As this ingenious post over at Math With Bad Drawings explained so clearly recently, there is a big difference between finding the answer to a math problem and being able to explain, beyond all reasonable doubt, why your answer is correct. It is the difference between solving it and proving it!
While mathematical proof is a huge part of math and science, it is unfortunately somewhat overlooked in the standard US curriculum. Partly for this reason, my family and I started a new math summer camp called Prove it! Math Academy. This year’s program will be a two-week crash course in proofs, using challenging problems and advanced mathematical concepts as examples.
Consider the following diagram which appears on our program website:
No explanation, no words, no proof. Just the picture. Enticing!
The first step in proving a fact is to state exactly what it is you are trying to prove. In this case, one might generalize/interpret this diagram as follows. Suppose you have a circle $O$ (the big white one) containing three circles $A$, $B$, and $C$ inside of it that are mutually externally tangent to each other and internally tangent to $O$. (These three circles $A$, $B$, and $C$ would be the large green, large yellow, and small red circle in the diagram above.) Now let $X$, $Y$, and $Z$ be the remaining green, yellow, and red circles respectively: for instance, $X$ is the circle tangent internally to $O$ and externally to $B$ and $C$. Then the lines $AX$, $BY$, and $CZ$ connecting the centers of these circles all meet at one point - they are concurrent.
You can construct this in Geogebra or Asymptote. You can vary the sizes of the circles and test that indeed, these lines always seem to be concurrent. But unlike in science, lots of evidence to support a fact is not good enough in mathematics. We want to prove beyond all reasonable doubt that this is always true, no matter what the sizes of the circles are. In other words, you can solve it, but can you prove it?
A very elegant solution to this problem, which appears on the next page of this post, is due to Michael Kural, one of my former students at MOP. He was intrigued by the image on our program flyer at a recent math tournament, and came up with a proof using only Desargues’ theorem, Monge’s theorem, homothety, and inversion.

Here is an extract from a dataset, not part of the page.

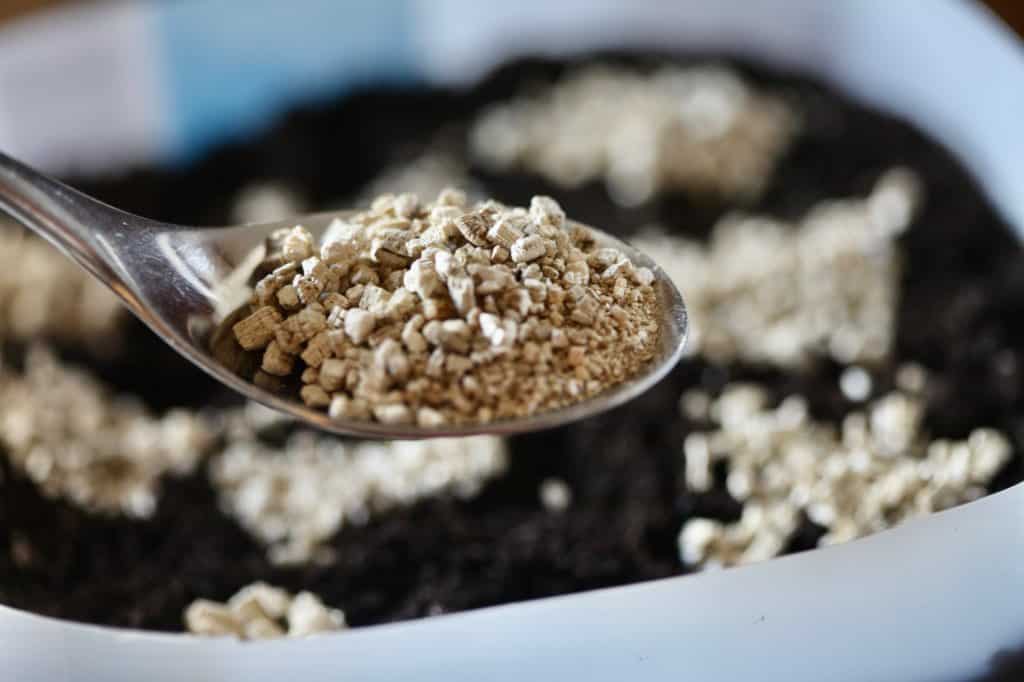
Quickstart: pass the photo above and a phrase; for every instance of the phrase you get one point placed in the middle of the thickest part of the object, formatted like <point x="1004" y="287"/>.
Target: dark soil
<point x="960" y="315"/>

Read on!
We wish to show that the lines $AX$, $BY$, and $CZ$ concur at a point.
We can first use Desargues’ Theorem to change the concurrency problem into a collinearity problem. To show that the two triangles $ABC$ and $XYZ$ are perspective from a point, it suffices to show that they are perspective from a line. So, we wish to show that points $P=BC\cap YZ$, $Q=AC\cap XZ$, and $R=AB\cap XY$ are collinear, as shown below.
To show the collinearity, by Monge’s theorem it suffices to prove that $P$, $Q$, and $R$ are the centers of homothety sending circles $C$ to $B$, $C$ to $A$, and $B$ to $A$ respectively.

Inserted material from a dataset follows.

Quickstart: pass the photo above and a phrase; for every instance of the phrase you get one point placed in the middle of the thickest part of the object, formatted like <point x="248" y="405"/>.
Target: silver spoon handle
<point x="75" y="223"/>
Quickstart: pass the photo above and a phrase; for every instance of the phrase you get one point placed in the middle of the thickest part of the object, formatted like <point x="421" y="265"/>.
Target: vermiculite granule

We claim that the center of homothety of circles $C$ and $B$ and that of circles $Y$ and $Z$ coincide. If they do, then they must coincide at $P$ since the lines joining the centers of these pairs pass through the centers of homothety. By symmetry, a similar fact will also hold for $Q$ and $R$, thereby satisfying the conditions of Monge’s theorem, and the proof will be complete.
So, it suffices to show that the center $P’$ of the homothety sending $C$ to $B$ is the same as the center of the homothety sending $Y$ to $Z$. Another way to say this is that the external tangents to $C$ and $B$ and those to $Y$ and $Z$ are concurrent at a point $P’$, as shown.
This claim can be shown using inversion. Specifically, let $I$ be the point of tangency of circle $A$ to the large circle $O$. If we invert the image above about any circle centered at $I$, the circles $A$ and $O$ are mapped to two parallel lines, and the four circles $B$, $C$, $Y$, and $Z$ are mapped to circles tangent to these two lines and tangent to each other in a row. The common external tangent lines to the pairs of circles are sent to circles passing through $I$ that are tangent to certain pairs of these circles:
Note that in the diagram above, the points $B’$, $Z’$, and so on do not refer to the images of the points $B$, $Z$, and so on under the inversion, but rather to the center of the images of their circles.
In the new diagram, the four circles $Z’$, $B’$, $Y’$, and $C’$ are congruent, and we can orient our picture so that the two parallel lines are horizontal. The two red circles passing through $I$ and tangent to $B’$ and $C’$ are therefore centered on the dashed vertical line of symmetry of the entire figure. It follows that the second intersection $P^{\prime\prime}$ of the two red circles is the reflection of $I$ about the vertical line. A similar argument shows that the two blue circles also intersect at the reflection of $I$ across the vertical line of symmetry. It follows that their intersections coincide at $P^{\prime\prime}$, as desired.